Note:
So che non
si mette l’articolo determinativo davanti al nome proprio di una persona ma,
dato che io e le mie amiche lo facciamo spesso, ho deciso d’inserire
quest’abitudine nel racconto: chiudete un occhio, e pure tutti e due (;
The Girls are not Very Alright
Girls just wanna have fun
La ragazza se ne stava seduta per terra, le ginocchia raccolte al petto e
lo sguardo incerto che si spostava da una figura all’altra.

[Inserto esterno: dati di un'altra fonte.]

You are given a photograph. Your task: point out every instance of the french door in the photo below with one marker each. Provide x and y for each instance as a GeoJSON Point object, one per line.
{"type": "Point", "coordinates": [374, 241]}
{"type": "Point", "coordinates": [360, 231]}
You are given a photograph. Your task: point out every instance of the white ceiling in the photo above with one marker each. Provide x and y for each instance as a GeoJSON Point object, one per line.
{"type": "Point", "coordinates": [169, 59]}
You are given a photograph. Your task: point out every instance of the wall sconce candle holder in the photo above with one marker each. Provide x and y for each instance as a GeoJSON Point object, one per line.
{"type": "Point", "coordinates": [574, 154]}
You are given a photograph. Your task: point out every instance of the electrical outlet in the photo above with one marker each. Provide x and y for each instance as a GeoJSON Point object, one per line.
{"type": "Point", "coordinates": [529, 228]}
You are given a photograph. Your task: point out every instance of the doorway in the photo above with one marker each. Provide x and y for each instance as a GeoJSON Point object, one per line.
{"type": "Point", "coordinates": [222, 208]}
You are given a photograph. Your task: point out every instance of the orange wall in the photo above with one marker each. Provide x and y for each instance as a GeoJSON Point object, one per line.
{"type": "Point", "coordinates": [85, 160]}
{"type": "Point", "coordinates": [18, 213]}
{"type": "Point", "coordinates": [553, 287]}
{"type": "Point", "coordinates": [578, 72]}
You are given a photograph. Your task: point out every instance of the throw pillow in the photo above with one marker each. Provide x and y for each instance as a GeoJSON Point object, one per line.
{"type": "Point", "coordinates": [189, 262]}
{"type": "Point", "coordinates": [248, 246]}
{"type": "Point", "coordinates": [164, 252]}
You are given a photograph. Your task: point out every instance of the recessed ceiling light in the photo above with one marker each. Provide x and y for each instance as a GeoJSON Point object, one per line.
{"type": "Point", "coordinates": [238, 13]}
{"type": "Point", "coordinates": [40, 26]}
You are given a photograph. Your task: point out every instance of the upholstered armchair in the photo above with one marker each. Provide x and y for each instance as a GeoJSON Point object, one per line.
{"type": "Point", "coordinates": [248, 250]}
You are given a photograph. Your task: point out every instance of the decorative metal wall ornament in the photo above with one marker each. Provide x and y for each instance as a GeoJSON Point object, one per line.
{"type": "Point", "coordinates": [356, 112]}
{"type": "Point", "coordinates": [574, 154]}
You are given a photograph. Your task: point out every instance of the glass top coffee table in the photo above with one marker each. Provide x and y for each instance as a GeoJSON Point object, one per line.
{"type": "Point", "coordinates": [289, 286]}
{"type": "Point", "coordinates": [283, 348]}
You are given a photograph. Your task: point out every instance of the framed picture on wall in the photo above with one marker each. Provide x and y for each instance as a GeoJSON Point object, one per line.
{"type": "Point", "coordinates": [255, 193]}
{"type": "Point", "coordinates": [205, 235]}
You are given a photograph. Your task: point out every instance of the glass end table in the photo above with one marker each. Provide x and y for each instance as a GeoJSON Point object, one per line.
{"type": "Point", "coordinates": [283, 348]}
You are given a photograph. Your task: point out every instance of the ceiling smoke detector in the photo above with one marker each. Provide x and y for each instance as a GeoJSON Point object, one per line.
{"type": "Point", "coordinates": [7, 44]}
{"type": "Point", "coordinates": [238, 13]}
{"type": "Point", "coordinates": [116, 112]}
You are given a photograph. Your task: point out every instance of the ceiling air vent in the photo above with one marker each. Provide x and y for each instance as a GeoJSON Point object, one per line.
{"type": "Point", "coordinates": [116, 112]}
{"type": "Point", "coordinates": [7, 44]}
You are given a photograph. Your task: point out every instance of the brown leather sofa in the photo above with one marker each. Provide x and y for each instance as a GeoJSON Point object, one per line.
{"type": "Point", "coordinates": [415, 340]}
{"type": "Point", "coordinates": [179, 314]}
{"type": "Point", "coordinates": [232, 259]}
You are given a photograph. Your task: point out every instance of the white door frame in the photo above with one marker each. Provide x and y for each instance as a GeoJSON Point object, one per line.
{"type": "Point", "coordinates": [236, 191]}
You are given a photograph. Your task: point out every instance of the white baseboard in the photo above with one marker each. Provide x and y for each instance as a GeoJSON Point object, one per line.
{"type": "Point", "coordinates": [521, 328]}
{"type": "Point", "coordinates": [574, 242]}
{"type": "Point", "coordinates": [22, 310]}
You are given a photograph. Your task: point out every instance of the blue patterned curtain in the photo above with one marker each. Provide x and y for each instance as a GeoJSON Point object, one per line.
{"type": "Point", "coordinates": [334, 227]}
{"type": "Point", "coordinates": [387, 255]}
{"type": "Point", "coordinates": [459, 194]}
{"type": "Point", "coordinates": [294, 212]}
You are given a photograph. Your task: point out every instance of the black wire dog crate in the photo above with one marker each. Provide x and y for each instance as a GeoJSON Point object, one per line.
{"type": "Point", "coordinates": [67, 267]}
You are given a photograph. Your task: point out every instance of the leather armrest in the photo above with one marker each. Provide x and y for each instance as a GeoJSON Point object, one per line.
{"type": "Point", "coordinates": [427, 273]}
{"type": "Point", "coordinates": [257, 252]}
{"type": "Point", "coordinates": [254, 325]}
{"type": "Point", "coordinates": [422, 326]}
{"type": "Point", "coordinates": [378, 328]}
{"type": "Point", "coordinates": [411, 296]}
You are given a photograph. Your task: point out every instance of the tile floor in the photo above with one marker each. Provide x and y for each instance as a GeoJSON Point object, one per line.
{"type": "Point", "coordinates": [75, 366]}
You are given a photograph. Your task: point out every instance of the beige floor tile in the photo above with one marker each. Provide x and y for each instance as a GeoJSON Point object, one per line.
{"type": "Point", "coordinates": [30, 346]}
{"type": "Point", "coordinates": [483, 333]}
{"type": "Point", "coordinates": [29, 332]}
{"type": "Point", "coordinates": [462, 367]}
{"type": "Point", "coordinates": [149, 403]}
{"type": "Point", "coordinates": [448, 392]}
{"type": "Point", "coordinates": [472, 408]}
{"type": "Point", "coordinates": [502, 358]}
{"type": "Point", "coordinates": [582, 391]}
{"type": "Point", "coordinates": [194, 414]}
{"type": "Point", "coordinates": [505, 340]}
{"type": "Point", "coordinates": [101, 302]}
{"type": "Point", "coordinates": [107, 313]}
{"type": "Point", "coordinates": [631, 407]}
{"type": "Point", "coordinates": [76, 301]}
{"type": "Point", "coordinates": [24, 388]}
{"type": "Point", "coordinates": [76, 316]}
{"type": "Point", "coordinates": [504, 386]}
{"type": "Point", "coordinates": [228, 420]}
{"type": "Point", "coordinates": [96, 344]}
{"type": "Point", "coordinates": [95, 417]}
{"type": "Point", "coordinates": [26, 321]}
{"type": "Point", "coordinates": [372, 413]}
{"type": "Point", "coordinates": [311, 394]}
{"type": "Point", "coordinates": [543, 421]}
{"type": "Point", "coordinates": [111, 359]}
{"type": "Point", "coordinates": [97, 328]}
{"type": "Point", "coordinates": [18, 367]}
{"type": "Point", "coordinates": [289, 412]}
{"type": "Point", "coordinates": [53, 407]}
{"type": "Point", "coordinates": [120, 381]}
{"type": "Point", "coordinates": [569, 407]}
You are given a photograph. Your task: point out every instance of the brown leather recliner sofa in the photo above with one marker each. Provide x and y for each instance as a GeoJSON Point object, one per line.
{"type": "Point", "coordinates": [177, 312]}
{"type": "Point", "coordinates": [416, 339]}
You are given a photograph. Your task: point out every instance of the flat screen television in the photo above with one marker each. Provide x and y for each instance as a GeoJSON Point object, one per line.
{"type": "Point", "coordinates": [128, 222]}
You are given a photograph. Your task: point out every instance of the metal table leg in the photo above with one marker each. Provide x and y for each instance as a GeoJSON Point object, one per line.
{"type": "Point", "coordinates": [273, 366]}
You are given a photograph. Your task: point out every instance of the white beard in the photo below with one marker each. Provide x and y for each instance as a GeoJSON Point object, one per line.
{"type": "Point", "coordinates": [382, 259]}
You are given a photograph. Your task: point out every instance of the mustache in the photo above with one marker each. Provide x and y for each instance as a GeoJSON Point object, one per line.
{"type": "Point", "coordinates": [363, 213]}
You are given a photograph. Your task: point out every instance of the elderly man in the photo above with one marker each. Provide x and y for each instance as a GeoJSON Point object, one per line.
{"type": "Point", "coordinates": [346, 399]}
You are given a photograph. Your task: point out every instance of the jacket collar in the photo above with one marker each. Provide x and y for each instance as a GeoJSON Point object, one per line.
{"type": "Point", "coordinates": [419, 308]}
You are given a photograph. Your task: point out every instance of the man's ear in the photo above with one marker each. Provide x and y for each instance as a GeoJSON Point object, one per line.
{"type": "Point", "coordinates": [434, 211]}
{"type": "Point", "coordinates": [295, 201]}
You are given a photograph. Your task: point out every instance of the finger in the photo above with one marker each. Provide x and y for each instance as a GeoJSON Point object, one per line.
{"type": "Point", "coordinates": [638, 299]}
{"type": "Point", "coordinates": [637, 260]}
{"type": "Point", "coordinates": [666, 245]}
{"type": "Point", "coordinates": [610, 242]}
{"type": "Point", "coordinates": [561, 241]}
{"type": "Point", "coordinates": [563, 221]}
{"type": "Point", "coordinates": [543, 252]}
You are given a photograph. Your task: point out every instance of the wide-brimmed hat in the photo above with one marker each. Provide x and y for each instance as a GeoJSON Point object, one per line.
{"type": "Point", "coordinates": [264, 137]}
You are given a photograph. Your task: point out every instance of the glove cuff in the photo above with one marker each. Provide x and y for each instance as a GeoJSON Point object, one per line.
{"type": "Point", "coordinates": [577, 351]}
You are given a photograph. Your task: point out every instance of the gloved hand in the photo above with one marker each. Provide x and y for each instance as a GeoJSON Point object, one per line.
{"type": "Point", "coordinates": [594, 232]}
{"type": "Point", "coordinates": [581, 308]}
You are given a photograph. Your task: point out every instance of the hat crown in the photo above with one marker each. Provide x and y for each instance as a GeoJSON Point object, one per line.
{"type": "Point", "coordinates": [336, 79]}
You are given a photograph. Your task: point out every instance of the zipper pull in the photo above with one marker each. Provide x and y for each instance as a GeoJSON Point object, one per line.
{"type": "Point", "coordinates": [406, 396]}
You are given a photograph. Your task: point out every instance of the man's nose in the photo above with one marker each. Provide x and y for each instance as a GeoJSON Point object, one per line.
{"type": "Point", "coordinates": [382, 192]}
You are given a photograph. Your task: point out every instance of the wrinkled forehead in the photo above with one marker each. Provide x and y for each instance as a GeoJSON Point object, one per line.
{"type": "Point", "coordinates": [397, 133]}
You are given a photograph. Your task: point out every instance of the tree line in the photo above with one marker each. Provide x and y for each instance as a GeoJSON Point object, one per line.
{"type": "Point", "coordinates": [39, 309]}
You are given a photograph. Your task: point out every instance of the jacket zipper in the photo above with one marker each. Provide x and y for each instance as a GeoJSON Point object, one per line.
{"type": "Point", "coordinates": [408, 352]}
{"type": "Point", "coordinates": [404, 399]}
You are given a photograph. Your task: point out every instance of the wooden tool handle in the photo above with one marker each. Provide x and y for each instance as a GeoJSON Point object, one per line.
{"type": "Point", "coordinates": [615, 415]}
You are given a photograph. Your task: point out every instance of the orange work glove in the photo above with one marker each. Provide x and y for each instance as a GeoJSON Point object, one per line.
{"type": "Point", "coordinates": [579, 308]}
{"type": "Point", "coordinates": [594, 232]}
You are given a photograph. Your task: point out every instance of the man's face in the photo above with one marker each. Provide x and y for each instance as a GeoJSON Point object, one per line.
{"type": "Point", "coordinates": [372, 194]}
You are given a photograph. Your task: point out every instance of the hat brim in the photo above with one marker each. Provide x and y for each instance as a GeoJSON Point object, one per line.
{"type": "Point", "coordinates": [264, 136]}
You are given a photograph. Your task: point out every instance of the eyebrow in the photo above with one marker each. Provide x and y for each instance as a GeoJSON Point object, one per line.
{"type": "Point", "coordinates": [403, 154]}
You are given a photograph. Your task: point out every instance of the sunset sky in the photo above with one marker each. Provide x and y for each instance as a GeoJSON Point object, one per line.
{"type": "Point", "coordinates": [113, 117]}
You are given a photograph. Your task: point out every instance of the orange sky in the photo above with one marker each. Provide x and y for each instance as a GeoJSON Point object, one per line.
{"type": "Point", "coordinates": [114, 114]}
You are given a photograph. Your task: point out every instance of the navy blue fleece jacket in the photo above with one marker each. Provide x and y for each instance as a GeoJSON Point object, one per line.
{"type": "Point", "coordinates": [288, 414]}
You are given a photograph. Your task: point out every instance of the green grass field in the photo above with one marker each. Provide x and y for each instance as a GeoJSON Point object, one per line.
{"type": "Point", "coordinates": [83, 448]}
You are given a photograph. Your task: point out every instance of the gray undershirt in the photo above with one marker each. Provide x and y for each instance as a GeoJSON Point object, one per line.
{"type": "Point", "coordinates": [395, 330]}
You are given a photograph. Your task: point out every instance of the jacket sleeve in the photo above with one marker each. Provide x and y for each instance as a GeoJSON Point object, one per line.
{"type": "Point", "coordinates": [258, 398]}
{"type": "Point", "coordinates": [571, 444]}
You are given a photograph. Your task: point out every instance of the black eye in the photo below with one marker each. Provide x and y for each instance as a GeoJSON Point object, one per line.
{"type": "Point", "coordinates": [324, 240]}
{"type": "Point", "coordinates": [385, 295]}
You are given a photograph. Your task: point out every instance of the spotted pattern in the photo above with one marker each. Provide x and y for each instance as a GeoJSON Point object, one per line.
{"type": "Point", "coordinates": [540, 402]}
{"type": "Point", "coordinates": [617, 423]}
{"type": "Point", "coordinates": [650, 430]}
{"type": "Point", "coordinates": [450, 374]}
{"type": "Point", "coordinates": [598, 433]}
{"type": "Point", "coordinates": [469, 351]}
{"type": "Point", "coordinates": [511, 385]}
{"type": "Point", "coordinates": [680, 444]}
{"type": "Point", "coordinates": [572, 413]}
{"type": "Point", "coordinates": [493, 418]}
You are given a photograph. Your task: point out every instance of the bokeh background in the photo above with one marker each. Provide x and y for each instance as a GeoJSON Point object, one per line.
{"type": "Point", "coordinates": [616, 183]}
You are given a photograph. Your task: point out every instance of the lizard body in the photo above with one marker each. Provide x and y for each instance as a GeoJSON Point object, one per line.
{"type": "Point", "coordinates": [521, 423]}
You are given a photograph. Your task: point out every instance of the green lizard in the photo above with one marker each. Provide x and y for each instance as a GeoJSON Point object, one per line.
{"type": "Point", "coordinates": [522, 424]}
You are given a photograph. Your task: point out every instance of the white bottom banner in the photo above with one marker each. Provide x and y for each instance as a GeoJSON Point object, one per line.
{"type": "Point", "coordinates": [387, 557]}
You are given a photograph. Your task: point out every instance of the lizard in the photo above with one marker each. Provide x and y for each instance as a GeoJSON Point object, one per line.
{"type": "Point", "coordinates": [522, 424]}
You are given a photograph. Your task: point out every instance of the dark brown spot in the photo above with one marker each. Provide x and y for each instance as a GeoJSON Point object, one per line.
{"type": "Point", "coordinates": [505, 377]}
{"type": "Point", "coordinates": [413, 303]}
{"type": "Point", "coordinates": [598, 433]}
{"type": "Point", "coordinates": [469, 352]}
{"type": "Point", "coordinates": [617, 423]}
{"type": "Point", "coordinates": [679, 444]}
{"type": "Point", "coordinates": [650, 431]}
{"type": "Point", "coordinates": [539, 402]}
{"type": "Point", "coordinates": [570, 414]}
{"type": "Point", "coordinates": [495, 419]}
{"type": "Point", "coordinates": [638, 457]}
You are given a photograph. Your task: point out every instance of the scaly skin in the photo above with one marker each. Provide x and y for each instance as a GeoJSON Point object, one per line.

La prima, allampanata e dalle dimensioni dello Skyline di Seattle, la
fissava maliziosa e con un sorrisetto che non prometteva nulla di buono, mentre
la seconda, sempre dal fisico asciutto ma un po’ più bassa, si
limitava a lanciarle delle occhiate ogni tanto, le labbra piegate in una curva
più dolce.
La gigantessa, però, si ruppe di aspettare il Giudizio Universale
della nostra paladina e, memore della finezza per cui era conosciuta,
incominciò ad urlarle appresso uno -Scegli me e non te ne pentirai!-
A quella presa di posizione, l’altra si sentì in dovere
d’intervenire, unendosi dunque al fracasso che la prima stava producendo
da sola.
La nostra eroina era stata dotata di scarsa pazienza da Madre Natura e
così, dopo innumerevoli -Sono usato ma ho la garanzia!- e -Se scegli me
non dovrai preoccuparti della sifilide!- si ruppe letteralmente i coglioni
(perdonatemi il francesismo) e sbraitò un -BASTAAAAAAAA!-, azzittendoli
definitivamente.
Sara si svegliò ansimante nel letto e, resasi conto che si trattava
soltanto di un sogno, borbottò un -Fanculo.- a
denti stretti. Il problema era che negli ultimi tempi quella visione veniva a
trovarla di notte un po’ troppo spesso, e la ragazza non voleva affatto
che quello fosse un tentativo del suo inconscio di comunicarle qualcosa.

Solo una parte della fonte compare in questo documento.